In a lawsuit filed Monday in a US Court in Houston, seven investors say the island government received money in exchange for helping the financier conceal the financial condition of the Antigua-based Stanford International Bank Ltd.
“Antigua is sovereign but not above the law,” the investors said in their complaint. “It became a full partner in Stanford’s fraud, and reaped enormous financial benefits from the scheme.”
The named investors, three of whom live in the US, three from Latin America and the last the trustee for a retirement plan, seek class action or group status on behalf of all who were Stanford bank customers as Feb. 16, 2009.
“We’re seeking to represent victims worldwide to recover losses from the government of Antigua, which has benefited tremendously from Allen Stanford showering the island with money,” plaintiffs’ lawyer Gregory Blue said in a phone interview.
The investors are seeking at least $8 billion in damages, which can be tripled under US civil racketeering laws, and claiming the class could include tens of thousands of people.
Antiguan Attorney General Justin Simon said he has not yet seen the complaint and was not aware that it had been filed.
“I have only been informed of an intention to do so,” he said Monday in a telephone interview. “I have not yet seen any documents and until I do so I would be unable to make a comment.”
On Feb. 17, the US Securities and Exchange Commission sued Stanford, two business associates, the bank and two other Stanford-run businesses, accusing them of perpetrating a “massive” fraud scheme centered on the bank’s sale of certificates of deposit.
Stanford and the individual co-defendants, Stanford Group Co. Chief Financial Officer James M. Davis and Chief Investment Officer Laura Pendergest-Holt, were later criminally charged upon similar allegations.
While Stanford and Pendergest-Holt have proclaimed their innocence, Davis’s lawyer said he will plead guilty to criminal charges later this month.
Davis, who was charged separately from the other defendants, entered a preliminary plea of not guilty today before a federal magistrate judge in Houston.
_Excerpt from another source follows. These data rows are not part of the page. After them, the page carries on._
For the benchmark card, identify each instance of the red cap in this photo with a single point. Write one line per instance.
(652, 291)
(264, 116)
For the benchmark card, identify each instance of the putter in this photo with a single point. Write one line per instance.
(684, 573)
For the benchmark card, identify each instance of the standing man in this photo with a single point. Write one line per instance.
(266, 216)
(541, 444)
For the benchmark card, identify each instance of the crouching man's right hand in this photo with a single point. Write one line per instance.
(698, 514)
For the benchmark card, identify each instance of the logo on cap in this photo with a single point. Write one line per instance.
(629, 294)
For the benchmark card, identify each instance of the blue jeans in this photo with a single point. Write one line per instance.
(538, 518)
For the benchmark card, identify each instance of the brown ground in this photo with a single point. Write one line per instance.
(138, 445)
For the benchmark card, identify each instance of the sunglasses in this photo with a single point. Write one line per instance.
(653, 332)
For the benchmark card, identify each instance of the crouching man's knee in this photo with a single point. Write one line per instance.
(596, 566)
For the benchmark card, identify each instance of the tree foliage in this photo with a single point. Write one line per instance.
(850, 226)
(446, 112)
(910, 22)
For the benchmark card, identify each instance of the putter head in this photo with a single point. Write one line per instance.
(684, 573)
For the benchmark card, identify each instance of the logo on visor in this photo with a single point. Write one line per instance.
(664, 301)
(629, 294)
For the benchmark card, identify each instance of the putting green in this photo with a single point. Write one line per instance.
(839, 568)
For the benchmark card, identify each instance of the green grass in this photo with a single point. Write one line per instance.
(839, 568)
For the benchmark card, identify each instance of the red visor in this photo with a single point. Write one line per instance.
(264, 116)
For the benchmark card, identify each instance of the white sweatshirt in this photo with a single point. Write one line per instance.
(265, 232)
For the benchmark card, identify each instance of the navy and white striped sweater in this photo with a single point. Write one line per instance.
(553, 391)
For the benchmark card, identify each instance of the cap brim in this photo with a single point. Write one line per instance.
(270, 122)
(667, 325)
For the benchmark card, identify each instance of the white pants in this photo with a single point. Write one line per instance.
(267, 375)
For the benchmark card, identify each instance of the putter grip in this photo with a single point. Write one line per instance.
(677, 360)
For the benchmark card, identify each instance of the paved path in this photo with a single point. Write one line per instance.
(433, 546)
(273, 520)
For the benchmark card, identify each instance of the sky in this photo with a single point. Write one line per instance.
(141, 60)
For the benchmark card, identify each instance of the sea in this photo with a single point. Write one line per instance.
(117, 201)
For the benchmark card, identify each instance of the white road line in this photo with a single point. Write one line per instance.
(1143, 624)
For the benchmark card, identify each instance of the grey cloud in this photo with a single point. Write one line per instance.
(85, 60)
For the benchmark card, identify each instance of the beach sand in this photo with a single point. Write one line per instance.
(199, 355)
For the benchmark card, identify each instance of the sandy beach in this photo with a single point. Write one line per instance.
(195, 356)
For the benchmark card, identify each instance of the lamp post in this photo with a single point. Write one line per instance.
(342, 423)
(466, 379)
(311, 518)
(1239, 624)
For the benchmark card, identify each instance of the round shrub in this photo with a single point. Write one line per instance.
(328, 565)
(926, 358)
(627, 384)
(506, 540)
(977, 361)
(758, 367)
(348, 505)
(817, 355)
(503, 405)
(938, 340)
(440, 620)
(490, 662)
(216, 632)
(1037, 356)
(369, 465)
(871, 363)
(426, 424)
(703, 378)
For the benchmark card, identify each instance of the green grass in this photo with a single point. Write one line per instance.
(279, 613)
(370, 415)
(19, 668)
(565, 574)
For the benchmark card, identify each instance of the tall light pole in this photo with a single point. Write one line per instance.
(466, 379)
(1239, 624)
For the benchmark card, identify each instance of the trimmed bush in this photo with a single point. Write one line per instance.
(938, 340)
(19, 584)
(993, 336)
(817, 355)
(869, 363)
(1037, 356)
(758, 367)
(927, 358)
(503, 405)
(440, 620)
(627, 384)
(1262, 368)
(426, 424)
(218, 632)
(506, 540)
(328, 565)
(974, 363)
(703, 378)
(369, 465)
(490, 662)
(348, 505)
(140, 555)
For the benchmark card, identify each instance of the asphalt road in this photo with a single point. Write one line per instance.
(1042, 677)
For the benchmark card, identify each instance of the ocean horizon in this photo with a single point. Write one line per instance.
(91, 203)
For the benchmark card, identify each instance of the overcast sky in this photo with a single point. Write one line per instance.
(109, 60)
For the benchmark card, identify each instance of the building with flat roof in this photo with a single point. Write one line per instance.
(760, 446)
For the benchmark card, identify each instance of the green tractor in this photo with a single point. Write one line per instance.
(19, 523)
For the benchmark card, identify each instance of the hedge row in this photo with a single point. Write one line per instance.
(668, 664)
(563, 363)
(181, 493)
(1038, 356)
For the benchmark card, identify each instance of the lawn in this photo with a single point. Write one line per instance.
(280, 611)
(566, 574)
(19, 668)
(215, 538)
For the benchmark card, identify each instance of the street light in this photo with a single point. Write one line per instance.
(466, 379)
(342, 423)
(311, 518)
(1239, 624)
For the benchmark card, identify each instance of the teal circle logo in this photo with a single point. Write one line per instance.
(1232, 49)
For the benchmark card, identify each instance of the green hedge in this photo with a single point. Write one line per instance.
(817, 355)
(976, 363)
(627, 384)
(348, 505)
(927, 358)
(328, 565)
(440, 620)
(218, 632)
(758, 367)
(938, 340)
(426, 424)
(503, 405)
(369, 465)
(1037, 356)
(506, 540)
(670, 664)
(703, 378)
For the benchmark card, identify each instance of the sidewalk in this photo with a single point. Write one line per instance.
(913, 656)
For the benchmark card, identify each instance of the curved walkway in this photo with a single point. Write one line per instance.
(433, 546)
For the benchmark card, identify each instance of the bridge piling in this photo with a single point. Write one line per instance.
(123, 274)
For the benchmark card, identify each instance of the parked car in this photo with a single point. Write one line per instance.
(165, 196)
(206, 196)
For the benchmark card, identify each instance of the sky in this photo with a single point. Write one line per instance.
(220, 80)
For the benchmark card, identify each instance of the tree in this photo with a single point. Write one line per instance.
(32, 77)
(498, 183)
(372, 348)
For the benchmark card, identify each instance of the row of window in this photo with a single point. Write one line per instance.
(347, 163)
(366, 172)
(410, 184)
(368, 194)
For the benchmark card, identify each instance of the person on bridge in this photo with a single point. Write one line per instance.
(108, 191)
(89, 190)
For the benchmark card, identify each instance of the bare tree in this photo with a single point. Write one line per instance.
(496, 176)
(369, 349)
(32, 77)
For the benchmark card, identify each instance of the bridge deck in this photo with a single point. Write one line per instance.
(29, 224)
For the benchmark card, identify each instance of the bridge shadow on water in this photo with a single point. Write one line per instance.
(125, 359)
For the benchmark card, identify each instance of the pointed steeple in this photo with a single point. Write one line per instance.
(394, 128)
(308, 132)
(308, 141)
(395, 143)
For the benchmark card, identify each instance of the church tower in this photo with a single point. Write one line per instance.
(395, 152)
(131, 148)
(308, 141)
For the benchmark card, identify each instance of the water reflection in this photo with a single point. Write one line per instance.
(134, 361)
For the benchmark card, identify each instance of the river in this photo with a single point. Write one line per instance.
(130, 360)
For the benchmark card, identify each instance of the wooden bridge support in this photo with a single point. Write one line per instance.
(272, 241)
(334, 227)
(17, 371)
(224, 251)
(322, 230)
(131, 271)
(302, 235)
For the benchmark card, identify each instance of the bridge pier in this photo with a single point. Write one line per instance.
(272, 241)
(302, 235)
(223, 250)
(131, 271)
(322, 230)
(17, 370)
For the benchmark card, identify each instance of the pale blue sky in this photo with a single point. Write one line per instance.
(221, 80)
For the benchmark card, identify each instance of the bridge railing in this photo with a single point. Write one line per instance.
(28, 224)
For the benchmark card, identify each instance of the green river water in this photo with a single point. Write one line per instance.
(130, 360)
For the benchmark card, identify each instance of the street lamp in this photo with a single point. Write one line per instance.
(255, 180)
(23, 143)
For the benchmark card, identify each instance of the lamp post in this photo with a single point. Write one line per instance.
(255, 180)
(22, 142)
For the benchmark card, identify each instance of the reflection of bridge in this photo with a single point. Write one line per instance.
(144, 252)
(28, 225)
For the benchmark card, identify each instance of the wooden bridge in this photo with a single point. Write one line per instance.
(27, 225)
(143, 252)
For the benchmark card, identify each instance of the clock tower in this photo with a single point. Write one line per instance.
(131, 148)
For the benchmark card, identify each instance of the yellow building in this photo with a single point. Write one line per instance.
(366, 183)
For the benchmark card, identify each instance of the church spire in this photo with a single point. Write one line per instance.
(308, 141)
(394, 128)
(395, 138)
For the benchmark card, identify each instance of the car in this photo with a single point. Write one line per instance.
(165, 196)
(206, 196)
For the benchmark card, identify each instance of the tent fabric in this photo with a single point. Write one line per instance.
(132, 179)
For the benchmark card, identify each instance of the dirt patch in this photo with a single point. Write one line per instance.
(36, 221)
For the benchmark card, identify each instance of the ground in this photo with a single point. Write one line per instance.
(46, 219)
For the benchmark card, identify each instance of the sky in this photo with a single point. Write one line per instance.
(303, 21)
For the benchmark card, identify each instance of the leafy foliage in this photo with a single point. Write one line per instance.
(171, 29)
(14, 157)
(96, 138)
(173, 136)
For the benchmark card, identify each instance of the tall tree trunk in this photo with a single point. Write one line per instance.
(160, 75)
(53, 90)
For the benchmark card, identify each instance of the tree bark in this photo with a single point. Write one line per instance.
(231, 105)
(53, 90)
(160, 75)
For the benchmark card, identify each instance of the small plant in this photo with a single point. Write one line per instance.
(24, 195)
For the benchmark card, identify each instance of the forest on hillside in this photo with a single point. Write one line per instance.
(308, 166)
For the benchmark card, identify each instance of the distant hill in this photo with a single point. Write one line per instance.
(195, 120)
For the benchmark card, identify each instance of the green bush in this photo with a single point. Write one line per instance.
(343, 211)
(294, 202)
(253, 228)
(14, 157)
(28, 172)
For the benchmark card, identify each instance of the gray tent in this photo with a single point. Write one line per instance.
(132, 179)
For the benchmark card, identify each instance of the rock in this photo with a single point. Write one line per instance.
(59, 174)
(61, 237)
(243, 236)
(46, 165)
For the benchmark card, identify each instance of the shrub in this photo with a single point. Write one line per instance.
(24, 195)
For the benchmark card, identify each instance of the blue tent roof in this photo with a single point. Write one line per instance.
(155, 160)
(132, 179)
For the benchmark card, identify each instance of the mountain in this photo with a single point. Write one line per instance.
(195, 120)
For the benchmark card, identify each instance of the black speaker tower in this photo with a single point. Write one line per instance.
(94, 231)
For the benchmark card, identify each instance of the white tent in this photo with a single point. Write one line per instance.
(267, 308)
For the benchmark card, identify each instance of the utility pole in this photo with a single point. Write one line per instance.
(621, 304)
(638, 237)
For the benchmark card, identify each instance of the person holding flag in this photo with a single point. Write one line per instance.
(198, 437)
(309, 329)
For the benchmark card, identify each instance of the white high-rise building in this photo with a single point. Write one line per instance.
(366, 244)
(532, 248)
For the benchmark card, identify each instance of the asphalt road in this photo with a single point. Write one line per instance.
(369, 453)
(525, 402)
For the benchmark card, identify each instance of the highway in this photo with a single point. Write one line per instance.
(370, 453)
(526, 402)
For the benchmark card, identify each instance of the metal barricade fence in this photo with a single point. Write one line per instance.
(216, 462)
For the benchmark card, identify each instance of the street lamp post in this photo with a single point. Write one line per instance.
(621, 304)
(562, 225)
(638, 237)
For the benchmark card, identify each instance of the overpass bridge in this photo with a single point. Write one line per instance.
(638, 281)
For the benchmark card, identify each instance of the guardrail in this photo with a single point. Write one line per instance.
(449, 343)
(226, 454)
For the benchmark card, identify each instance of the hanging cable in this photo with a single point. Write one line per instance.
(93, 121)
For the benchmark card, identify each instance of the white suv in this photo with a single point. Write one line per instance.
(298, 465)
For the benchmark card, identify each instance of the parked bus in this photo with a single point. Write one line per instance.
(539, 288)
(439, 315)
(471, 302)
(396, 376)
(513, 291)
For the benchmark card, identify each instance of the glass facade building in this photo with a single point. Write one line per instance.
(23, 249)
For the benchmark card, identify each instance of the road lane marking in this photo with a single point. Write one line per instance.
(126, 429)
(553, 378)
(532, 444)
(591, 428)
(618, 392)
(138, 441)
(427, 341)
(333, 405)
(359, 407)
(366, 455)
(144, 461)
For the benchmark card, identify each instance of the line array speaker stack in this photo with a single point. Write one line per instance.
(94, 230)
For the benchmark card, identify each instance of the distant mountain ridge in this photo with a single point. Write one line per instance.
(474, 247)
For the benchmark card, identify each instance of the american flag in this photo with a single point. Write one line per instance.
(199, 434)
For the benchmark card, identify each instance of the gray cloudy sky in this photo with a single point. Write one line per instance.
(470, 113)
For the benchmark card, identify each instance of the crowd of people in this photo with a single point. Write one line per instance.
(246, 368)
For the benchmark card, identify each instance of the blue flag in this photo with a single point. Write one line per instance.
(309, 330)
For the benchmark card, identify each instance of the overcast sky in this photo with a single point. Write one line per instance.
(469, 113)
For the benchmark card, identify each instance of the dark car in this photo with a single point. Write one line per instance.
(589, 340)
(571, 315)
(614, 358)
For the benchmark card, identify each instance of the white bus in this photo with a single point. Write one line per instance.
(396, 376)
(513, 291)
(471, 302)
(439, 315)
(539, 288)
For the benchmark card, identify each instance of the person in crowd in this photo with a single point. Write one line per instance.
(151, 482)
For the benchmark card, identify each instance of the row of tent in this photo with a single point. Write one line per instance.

His lawyer said he plans to plead guilty after his arraignment.
Criminally charged with Stanford was Leroy King, who had been chief executive officer of Antigua’s Financial Services Regulatory Commission and who prosecutors accused of taking bribes from Stanford to overlook irregularities in the bank’s records and reports.
Money allegedly received by King and by the Antiguan government from Stanford -- and through him from Stanford depositors -- gave them a “stake” in the Stanford enterprise, the investors said.
“For many years, Antigua’s corrupt efforts to shield the Stanford enterprises from regulatory and private scrutiny were successful, thus allowing the Stanford enterprises to continue to steal money,” Blue wrote in the complaint.
He is a partner in the New York law firm of Morgenstern & Blue LLC.
Finn and Ian McCaleb, a spokesman for the US Justice Department spokesman, both declined to comment on the investors’ suit against Antigua. DeGuerin said he would not comment until after he had read the 74-page complaint.
Neither SEC spokesman Kevin Callahan, nor Nancy Sims, a spokeswoman for the receiver appointed by a Dallas judge to run the Stanford businesses during the SEC suit, returned calls seeking comment.